KUALA LUMPUR: AEON Credit Service (M) Bhd is tapping into the five-million strong loyalty card membership database under the Aeon group of companies to boost usage of its e-money card in Aeon malls and expand the company’s business.
The Aeon Member Plus Visa Card, introduced in November last year, has already secured 700,000 cardholders, while its new e-wallet has recorded over 200,000 downloads.
Aeon Credit chairman Ng Eng Kiat said the group’s focus this year would be on consolidating the Aeon group database and to integrate the loyalty member programme to its Aeon Member Plus Card.
The e-money card, he added, was on target to hit one million cardholders by November this year – one year after the launch.
“We also want to expand the M40 segment of our customer base and the key segments expected to drive this growth are personal finance, vehicle financing and credit cards,” he told reporters after the group’s AGM yesterday.
The non-bank financial services provider had posted a 18.5% rise in pre-tax profit of RM472.2mil for the financial year ended Feb 28, 2019 (FY19) from RM398.3mil a year ago.
Net profit rose by 18.2% to RM354.6mil from RM300.1mil during the period while revenue grew by 10.6% to RM1.37bil.
The better FY19 performance was supported by its ongoing efforts to improve customer loyalty through new product offerings targeted at the B40 segment – its biggest market – and the M40 segment. At the moment, the group’s customer base is at a 65:35 ratio of B40 to M40, with Aeon Credit looking to boost the M40 segment to achieve a 60:40 ratio over the next two years.
Chief strategy officer Ajith Jayaram said the group was looking at partnerships for its e-wallet and e-money card, but would focus on expanding its memberships first.

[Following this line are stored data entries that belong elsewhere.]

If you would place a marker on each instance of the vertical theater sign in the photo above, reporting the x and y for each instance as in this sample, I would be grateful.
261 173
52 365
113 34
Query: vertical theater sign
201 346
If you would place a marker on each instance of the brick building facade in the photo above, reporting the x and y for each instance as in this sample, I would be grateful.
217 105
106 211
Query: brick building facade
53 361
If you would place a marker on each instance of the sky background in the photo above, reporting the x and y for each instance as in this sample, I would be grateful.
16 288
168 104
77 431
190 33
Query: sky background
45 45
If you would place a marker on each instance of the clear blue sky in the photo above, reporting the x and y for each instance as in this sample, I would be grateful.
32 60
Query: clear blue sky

The potential partners, he said, could be in areas of telecommunications, transportation or petrol companies in order to add more value for customers.
We have identified potential partners but have not begun talks at the moment,” he said.
Moving forward, CFO Lee Kit Seong said while the business was “fairly stable”, external factors such as global trade tensions could impact growth. “We expect to be able to maintain our financial performance this year,” he said.
On capital expenditure, he noted the company was on track for its planned investment of RM150mil between FY18 and FY20.
This year, he says the investments would be focused on executing improvements to its IT infrastructure as well as fintech and digital solutions.
The company also announced the appointment of its new MD, Yuro Kisaka, who was previously MD of Aeon Microfinance (Myanmar) Co Ltd. He takes over from Kenji Fujita who has taken on a new role in Aeon Thailand.